NJAASC does support the provisions in this passed legislation that require increased transparency and disclosure for the consumer, which gives them more information about their financial responsibility. These disclosures are required to be made by both healthcare providers and insurers. -Disclosure by insurers is very important , as consumers are in many cases genuinely surprised and shocked by the type and amount (or lack thereof) of coverage provided in their policies.

This is a significantly watered down and amended version of the bill from when first introduced, and that is a testament to our continued opposition and subsequent dialogue with the architects of the bill.  While NJAASC had some very specific, albeit narrow issues with the bill, the majority of the bill does not really apply to ASCs. There is no provision for any changes or  reductions in OON payments in this bill for ASCs, I want to make that clear. Benefits are determined by the provisions of the individual plan(s).

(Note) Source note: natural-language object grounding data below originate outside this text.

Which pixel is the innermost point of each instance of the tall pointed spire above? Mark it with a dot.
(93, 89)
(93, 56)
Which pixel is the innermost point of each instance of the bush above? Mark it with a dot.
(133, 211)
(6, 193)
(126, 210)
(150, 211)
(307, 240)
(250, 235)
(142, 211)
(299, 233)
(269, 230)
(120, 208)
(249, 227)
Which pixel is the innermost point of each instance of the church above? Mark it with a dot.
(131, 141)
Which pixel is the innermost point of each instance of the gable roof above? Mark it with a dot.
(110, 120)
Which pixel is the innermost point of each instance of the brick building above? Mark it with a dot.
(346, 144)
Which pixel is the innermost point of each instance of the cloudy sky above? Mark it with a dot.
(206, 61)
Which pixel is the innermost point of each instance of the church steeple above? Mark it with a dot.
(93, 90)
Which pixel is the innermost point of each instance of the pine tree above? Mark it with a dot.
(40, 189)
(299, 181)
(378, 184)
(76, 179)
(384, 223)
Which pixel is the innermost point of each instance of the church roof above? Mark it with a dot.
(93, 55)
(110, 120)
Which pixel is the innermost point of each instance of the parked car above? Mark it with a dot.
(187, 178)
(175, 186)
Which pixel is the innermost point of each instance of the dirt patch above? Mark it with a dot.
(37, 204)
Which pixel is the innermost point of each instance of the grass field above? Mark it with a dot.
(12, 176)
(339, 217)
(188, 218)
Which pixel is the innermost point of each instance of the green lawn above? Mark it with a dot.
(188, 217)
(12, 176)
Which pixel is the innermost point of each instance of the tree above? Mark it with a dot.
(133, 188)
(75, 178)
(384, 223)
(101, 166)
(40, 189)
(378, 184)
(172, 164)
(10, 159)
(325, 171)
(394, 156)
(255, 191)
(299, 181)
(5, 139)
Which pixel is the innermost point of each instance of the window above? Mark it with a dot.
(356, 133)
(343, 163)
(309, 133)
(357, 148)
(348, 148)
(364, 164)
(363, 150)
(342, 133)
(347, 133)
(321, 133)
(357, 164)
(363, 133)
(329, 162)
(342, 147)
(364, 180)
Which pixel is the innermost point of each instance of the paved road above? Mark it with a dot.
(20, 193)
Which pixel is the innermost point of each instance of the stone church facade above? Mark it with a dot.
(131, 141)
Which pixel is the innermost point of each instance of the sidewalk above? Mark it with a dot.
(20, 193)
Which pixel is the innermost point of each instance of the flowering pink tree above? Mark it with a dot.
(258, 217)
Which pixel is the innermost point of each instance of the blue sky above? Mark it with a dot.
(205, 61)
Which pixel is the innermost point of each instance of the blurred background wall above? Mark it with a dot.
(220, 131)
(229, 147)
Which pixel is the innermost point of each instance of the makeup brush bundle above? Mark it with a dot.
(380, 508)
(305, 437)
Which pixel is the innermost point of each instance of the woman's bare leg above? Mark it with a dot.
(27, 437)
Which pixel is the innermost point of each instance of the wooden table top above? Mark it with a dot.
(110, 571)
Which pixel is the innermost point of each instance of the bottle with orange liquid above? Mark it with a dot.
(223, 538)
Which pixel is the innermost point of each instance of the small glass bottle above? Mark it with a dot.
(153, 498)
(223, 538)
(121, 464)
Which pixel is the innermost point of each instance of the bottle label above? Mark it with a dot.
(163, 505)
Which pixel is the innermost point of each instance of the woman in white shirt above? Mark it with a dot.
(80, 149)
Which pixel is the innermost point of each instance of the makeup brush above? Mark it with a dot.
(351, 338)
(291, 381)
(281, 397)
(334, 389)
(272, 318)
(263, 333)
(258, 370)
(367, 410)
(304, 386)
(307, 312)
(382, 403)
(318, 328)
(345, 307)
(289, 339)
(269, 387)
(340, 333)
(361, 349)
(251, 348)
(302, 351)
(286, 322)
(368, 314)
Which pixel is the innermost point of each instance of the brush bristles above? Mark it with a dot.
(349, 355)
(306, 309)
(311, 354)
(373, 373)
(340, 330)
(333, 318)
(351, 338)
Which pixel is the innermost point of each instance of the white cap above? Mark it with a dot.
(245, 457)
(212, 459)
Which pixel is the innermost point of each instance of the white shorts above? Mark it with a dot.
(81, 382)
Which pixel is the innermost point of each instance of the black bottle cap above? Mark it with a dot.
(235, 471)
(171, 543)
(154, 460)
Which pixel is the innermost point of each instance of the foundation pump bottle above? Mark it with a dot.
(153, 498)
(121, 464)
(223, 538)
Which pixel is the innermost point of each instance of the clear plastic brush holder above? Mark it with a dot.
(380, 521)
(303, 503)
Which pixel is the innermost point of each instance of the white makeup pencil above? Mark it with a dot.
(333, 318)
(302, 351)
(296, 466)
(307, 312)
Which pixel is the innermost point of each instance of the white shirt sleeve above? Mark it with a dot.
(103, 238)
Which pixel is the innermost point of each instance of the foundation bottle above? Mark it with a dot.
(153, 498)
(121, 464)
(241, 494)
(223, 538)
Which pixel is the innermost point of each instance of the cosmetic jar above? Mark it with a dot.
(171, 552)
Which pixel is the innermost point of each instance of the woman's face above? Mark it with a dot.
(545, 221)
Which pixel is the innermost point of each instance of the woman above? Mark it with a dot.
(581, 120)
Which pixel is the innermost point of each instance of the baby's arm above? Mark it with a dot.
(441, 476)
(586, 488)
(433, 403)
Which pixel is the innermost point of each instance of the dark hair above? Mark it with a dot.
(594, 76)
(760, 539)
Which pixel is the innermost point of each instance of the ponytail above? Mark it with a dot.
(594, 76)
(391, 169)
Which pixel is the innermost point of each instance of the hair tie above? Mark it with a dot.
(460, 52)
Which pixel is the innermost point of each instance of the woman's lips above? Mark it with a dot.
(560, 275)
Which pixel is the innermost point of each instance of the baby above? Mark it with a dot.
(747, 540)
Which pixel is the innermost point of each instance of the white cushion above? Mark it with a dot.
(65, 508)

The biggest sticking point and bone of contention for doctors was the creation of an arbitration system-‘baseball’ style, as well as the payment methodology to be used- a percentage of Medicare.  Again, arbitration does not apply to ASCs, so you will not have to worry about it. There is no need to go into this further, but I will mention that this bill does not cover every insurance plan. Only fully insured plans are covered, and since about 70% of the plans state wide are self-funded- regulated by the Federal Government under ERISA, that leaves a potentially gaping hole- though the bill does allow for ERISA plans to ‘opt in’ to the arbitration process. That would potentially bring up legal issues due the fact that those plans are Federally regulated.

The most important issue for ASCs would be the ‘duty to collect’ part of the bill. When first introduced it made it a crime to waive patient responsibility. We got that reduced- the criminal wording removed. Now the bill reads that it will be up to DOBI to implement a system and identify a ‘pattern of behavior’ as regards patient responsibility waiving. We have hope that we can affect that language –if not thru the Governor, certainly thru DOBI. Right now the bill does not say that you would have to send a patient to collections, nor pursue legal action, and we would like to get that codified in the DOBI proceedings.

The bill provides for increased disclosure by health care providers. This includes the in/out of network status of the provider/facility-which quite honestly you and doctors providing service at your facility should have been doing already, as well as informing the patient of their insurance policy cost sharing-which by the way applies to in network as well. There is also language in the bill requiring website posting of facility and provider information. All of this and the final duty to collect language and implications will be outlined by NJAASC for you, when the bill is signed by the Governor and when DOBI implements their piece of the process.

While this bill cannot be considered a good one, it is not catastrophic for ASCs by any means. NJAASC would still prefer this bill not enacted into law, and would rather have Senator Sarlo’s bill. So while victory is a difficult word to use with this bill, one can make that argument when taking into consideration how long this bill has been held up, and what the alternatives could have been.